Deshmukh earlier offered to resign and he reiterated his decision before Congress president Sonia Gandhi, Antony said in New Delhi.

“Discussions are going on. As soon as we will arrive on a decision, we will let the media know,” said the defence minister.

Congress sources, however, hinted that a decision on Deshmukh’s successor would by taken by Wednesday or Thursday morning.

Following the Mumbai terrorist attack last week that claimed 183 lives, union Home Minister Shivraj Patil and Maharashtra Home Minister R.R. Patil have stepped down.

As Deshmukh’s replacement, the names of Maharashtra Industries Minister Ashok Chavan, central Power Minister Sushil Kumar Shinde, Minister of State in the Prime Minister’s Office (PMO) Prithviraj Chavan and intransigent revenue minister Narayan Rane, were considered in the meeting.

The problem, however, arose because of the reported reluctance on part of the central ministers to take up the assignment in the troubled situation with elections to the state assembly due next year amid hostile popular sentiment towards Maharashtra’s ruling Democratic Front of the Congress and the Nationalist Congress Party (NCP).

With both parties keen on Shinde, a Dalit leader, as next chief minister, efforts would be made to persuade him to take up the challenge as he had done in 2003 – replacing Deshmukh that time too – to ensure the Congress victory in the 2004 elections, the sources said.

Shinde’s grouse is that the party refused to make him chief minister after the elections.

NCP state unit chief Arun Gujarati, however, told IANS that his party was not opposed to Ashok Chavan “or anybody else” for that matter, and that it was wholly up to the Congress to choose Deshmukh’s successor.

While the NCP made known its opposition to Rane and Prithiviraj Chavan through an influential central minister of that party without communicating the name of an acceptable candidate, it also forced postponement of a scheduled meeting between leaders of the two parties in the national capital on the plea that the Congress should first decide on Deshmukh’s successor, the sources said.

The Congress-NCP meeting in Delhi was scheduled to discuss the composition of the Maharashtra cabinet under the new cabinet after Deputy Chief Minister R.R. Patil, who held the home portfolio, resigned.

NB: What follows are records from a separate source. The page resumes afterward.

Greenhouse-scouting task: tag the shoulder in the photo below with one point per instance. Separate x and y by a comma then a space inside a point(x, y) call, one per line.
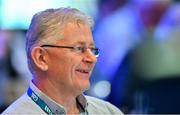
point(23, 105)
point(98, 106)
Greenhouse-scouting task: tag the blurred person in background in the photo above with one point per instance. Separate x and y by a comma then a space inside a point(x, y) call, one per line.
point(124, 31)
point(61, 56)
point(12, 85)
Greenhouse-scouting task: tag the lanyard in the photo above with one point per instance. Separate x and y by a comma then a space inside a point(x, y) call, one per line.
point(39, 102)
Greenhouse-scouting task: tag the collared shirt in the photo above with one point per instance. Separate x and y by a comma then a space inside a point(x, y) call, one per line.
point(86, 104)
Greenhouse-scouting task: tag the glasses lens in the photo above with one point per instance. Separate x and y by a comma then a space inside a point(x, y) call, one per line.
point(96, 52)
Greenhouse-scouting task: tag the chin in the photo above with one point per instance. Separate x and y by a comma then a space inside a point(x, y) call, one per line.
point(84, 87)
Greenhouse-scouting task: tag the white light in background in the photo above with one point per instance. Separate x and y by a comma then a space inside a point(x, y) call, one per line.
point(17, 14)
point(102, 89)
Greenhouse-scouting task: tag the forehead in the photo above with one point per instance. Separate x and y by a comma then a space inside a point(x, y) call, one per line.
point(77, 33)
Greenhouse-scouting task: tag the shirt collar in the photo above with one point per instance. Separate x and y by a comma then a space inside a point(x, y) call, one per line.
point(56, 107)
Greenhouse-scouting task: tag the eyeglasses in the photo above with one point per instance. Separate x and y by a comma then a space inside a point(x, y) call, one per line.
point(78, 49)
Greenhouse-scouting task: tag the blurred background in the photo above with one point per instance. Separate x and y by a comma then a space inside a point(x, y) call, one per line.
point(138, 69)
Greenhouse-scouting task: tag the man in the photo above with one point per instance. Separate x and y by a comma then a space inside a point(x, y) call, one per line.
point(61, 56)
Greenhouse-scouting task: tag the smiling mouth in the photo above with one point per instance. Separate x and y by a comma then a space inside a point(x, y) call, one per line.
point(83, 71)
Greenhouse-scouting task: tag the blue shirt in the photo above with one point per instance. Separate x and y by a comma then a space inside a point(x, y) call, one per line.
point(86, 104)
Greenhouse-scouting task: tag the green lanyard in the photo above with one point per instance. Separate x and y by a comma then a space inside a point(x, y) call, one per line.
point(39, 102)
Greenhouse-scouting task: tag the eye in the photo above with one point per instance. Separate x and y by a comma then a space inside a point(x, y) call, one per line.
point(79, 49)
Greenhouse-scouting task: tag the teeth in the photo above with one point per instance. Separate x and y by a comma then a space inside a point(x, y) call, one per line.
point(83, 71)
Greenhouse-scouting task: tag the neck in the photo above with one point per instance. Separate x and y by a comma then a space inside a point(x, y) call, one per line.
point(59, 95)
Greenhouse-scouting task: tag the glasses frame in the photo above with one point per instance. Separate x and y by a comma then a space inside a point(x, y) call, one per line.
point(95, 51)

Three posts from NCP quota are lying vacant.

The NCP took a position that it could decide on the new deputy chief minister and home minister only after knowing about the Congress decision on Deshmukh’s offer to resign and choice of his successor, a well informed party source told IANS.

It was precisely in view of the developments – or stalemate – in New Delhi that the NCP legislators resolved at their meeting in Mumbai to leave the decision on the names of new deputy chief minister and home minister to their leader Sharad Pawar.

The sources, however, indicated that the party has decided to give the home portfolio to Finance Minister Jayant Patil, induct Gujarati in his place and bestow the post of deputy chief minister on Transport Minister Chhagan Bhujbal, who was home minister earlier.